The man whose shadow I had lived in, both fearing and emulating. Her return was not just an attack on me; it was an indictment of my entire life, an attempt to tear down the world I had built from the ashes of her perceived abandonment.
"Reinforce all perimeters," I ordered. "Triple the usual patrols. I want drones on constant surveillance of the entire property. Any unauthorized approach, any suspicious activity – you alert me immediately. No exceptions."
"Understood."
I walked to the large tactical map dominating one wall. My finger traced the lines of the city, the hidden arteries of my influence, the enemy's potential inroads.
This was a chess game, and my mother had just made an unexpected, devastating move. She had taken my queen. Not physically, not yet.
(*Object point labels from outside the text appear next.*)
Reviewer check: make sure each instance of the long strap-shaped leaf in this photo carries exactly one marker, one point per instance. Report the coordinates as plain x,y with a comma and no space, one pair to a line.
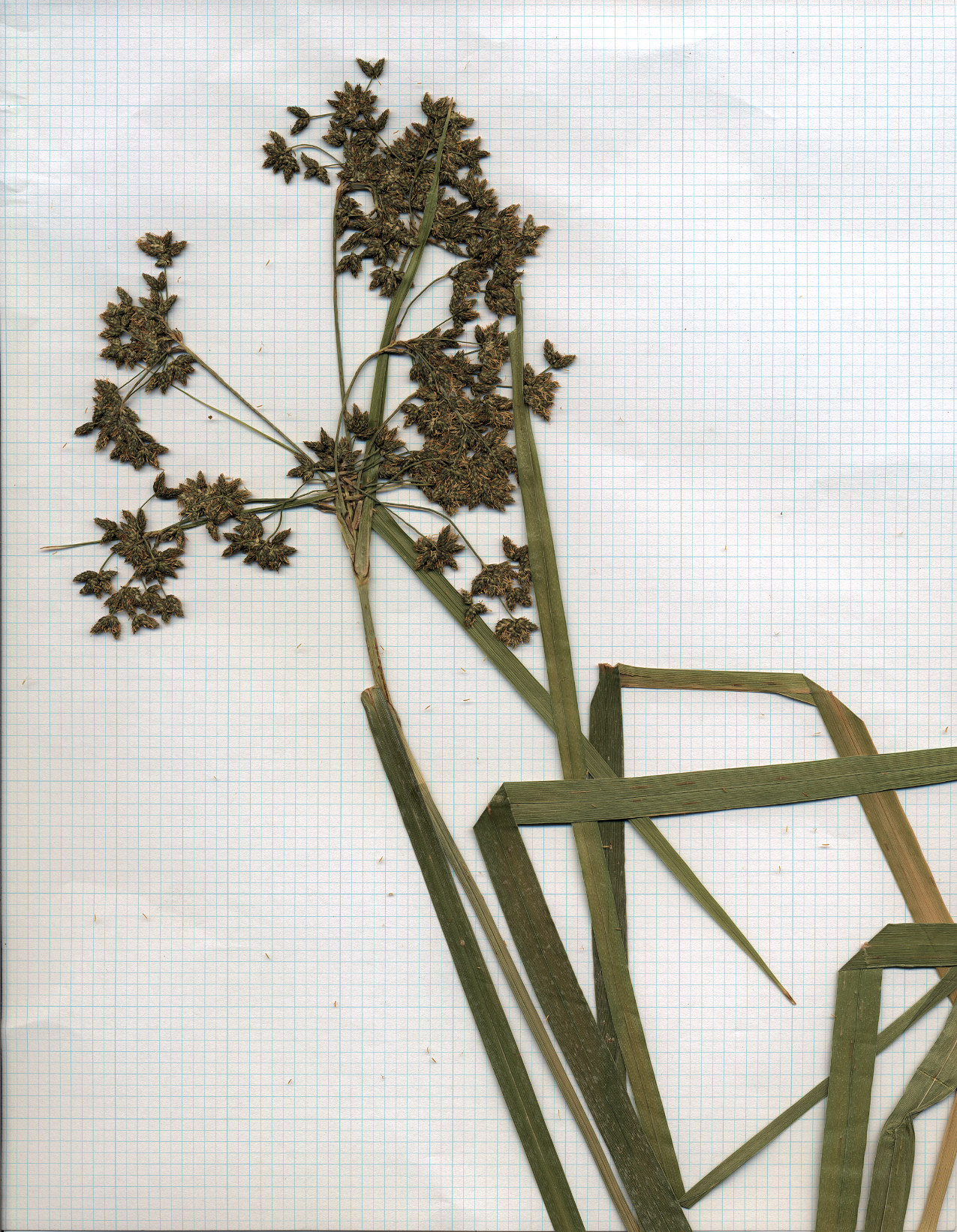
609,678
707,791
883,811
606,731
533,691
571,1020
934,1080
477,981
853,1049
550,610
757,1143
851,738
But by making Celeste the focal point of this war, she had attacked my most vulnerable point.
"What about Nadia?" I asked, turning to Adrien.
"Still trying to establish the full extent of her involvement. It looks like she genuinely believes Rossi offered her a path to closure regarding her brother. She's been a useful, unwitting conduit. Not a mastermind."
"Keep her contained," I commanded. "Monitor her communications. I want to know everything she passed on. And when this is over, we deal with her."
A cold rage, sharper than any blade, began to burn within me. This wasn't just about business, about territory. This was personal. My mother had ripped open old wounds, dragged me back to the ghosts I thought I had buried, and threatened the one person who had dared to awaken me.
I looked at the locked down safe house, at the screens displaying my formidable security. It was a fortress. But no fortress was impenetrable, especially when the enemy knew its architect.
My mother's plan was clear: cripple my network through Rossi, isolate me, and then use Celeste as the final leverage, the psychological blow that would bring me to my knees.
But she had miscalculated. She had mistaken my protectiveness for weakness. She had unleashed a tiger, not a pet. And now, the tiger was loose.
I would find her. I would find Rossi. And I would unleash every ounce of power I commanded to crush them. This was my legacy, my burden, and my war. And Celeste, whether she understood it yet or not, was the reason I would win. The reckoning had come, but it was going to be their reckoning, not mine.